Just jumping back in here. As noted before, my kid is a couple years off from college, but I have some experience with remote working and also with somewhat remote classes in a branch campus.
For me, neither worked out well. The remote work I was able to keep up for many years, but eventually I lost it. After about a decade I was no longer feeling a part of the team, felt like I was losing touch with the institution, and I also lost some of my own motivation and became very depressed because I had hoped to move back, but the longer the remote thing went on, the less my DH felt we needed to move. And the money kept being spent on things other than being saved so we could move. Basically he didn't want to. So I was stuck telecommuting with no benefit other than a small amount of extra money that seemed to keep vanishing into keeping up a house I didn't want to be in. I also was diagnosed with ADD at that time, and focus became a real issue. The job required lots of mental strength that I just didn't have anymore.
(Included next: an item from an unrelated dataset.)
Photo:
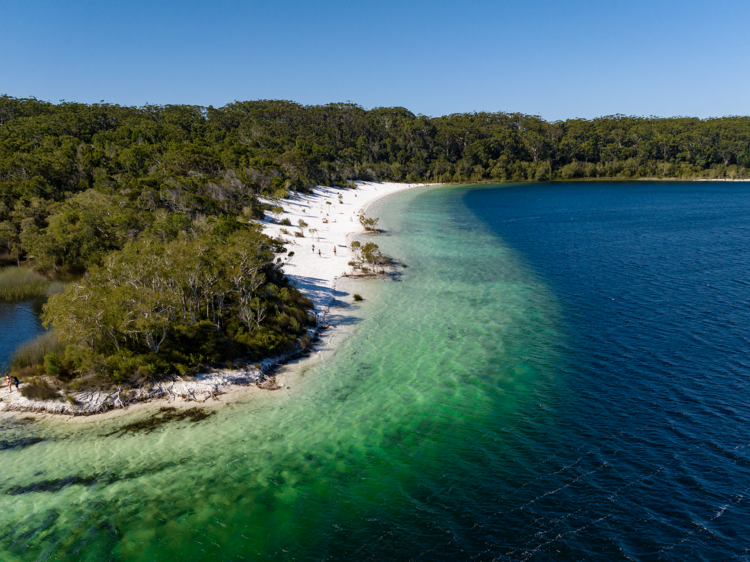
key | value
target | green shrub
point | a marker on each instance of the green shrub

Now that's not the same exact situation as college, but ... to succeed in college coursework, you have to remain focused on it day after day. You can't lose that motivation. If you are studying 18th Century France, you need to be able to put your whole mind into 18th Century France for hours on end, for days on end. You don't need to be wishing you were with your friends or taking long breaks downstairs with the family. If the family is extremely supportive of your work/schoolwork, then that helps, otherwise they will drag you out of that focus zone eventually and sabotage whatever focus you do have.
College friends can do that, too.
But ... college friends, roommates, classmates, who are all in the same boat, and limited in what socialization is available, could possibly be better at keeping each other on track with classwork than the family back home.
It's no guarantee, but if due to COVID-19 those who are at school actually help support each other in staying on track with assignments and focusing on the future, this might be a *good* time to be on campus, or in a nearby apartment. It's a professor's dream lol. Lots of students, all there to get an education and a degree.
That said, I did not find the remote learning branch college experience to be a great one. Some aspects were okay. But not all the labs worked out well delivered remotely. It just wasn't the same as hands-on.